I think God did prepare me for this situation because a couple of weeks before the birth, He asked: Do you trust in the epidural more or in Me more? Hm…. Obviously He didn’t believe my answer and wanted me to prove it. Haha…
If (major IF) I were to have a third child, I doubt I’d voluntarily choose a natural birth without epidural again. It does take an extraordinary amount of desperation or determination to do it without the epidural. My suggestion to first-time mothers who carry a let’s-see-how-painful-it-is-and-if-I-can-take-it mindset towards taking an epidural, DON’T! There are other ways to test your threshold of pain. Labour is not one of those times. Decide early to take it and have a more painless and relaxed birth. Chances are if you are ambivalent about taking the epidural, you probably don’t feel strongly enough about not taking the epidural anyway. But should you end up in a similar predicament like me, don’t despair too badly too! You will be able to give birth to your child and probably faster than if you had taken an epidural. Just listen to your body and the nurses and you’ll get through it more than fine.

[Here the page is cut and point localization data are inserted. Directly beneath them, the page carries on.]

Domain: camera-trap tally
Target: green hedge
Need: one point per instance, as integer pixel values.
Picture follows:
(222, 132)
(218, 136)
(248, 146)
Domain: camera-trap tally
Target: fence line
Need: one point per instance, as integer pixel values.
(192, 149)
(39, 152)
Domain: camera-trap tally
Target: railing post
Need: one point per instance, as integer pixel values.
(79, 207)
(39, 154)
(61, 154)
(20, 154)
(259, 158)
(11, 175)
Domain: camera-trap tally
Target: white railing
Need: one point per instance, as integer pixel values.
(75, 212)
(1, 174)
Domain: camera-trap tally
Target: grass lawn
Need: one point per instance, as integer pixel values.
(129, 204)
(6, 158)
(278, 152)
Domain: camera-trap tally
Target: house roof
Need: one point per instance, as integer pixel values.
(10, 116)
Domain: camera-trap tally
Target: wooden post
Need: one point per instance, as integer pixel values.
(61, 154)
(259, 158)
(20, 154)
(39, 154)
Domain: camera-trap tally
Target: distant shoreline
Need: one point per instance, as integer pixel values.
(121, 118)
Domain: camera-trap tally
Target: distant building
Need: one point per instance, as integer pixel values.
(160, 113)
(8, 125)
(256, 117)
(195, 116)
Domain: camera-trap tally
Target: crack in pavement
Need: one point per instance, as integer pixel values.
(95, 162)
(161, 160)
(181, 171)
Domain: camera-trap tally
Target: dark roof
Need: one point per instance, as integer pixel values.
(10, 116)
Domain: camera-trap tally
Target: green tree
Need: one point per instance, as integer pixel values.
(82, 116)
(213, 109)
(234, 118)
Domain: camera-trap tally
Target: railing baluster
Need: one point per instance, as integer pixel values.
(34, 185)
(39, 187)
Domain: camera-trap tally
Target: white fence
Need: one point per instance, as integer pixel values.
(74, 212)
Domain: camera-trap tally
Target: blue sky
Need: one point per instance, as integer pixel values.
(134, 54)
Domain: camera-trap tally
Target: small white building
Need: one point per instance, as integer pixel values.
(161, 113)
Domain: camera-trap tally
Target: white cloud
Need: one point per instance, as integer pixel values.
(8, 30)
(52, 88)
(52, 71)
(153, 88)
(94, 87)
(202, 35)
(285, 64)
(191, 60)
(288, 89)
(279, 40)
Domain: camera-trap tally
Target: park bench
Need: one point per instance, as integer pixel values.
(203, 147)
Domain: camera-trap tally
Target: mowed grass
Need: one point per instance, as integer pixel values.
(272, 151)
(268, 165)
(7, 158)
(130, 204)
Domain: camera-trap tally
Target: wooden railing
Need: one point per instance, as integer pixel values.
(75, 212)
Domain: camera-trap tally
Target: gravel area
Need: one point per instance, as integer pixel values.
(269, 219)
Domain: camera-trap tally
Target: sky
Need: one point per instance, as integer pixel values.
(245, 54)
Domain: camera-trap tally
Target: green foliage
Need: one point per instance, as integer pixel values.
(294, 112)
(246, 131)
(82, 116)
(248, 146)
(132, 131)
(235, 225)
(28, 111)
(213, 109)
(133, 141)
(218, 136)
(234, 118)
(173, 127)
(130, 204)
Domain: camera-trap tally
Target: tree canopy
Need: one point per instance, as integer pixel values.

Whether you gave birth to your child with or without the epidural, know for sure that your body had endured that kind of intense pain to bring your child into this world and there’s not much else that you can’t endure to be that mummy for your baby. (That’s how I psych myself to endure feeding Zach one.more.day. even though every time he bites down my mind just explodes in pain.) You are a Good Mama! We all are!
I can do all things through Christ who strengthens me.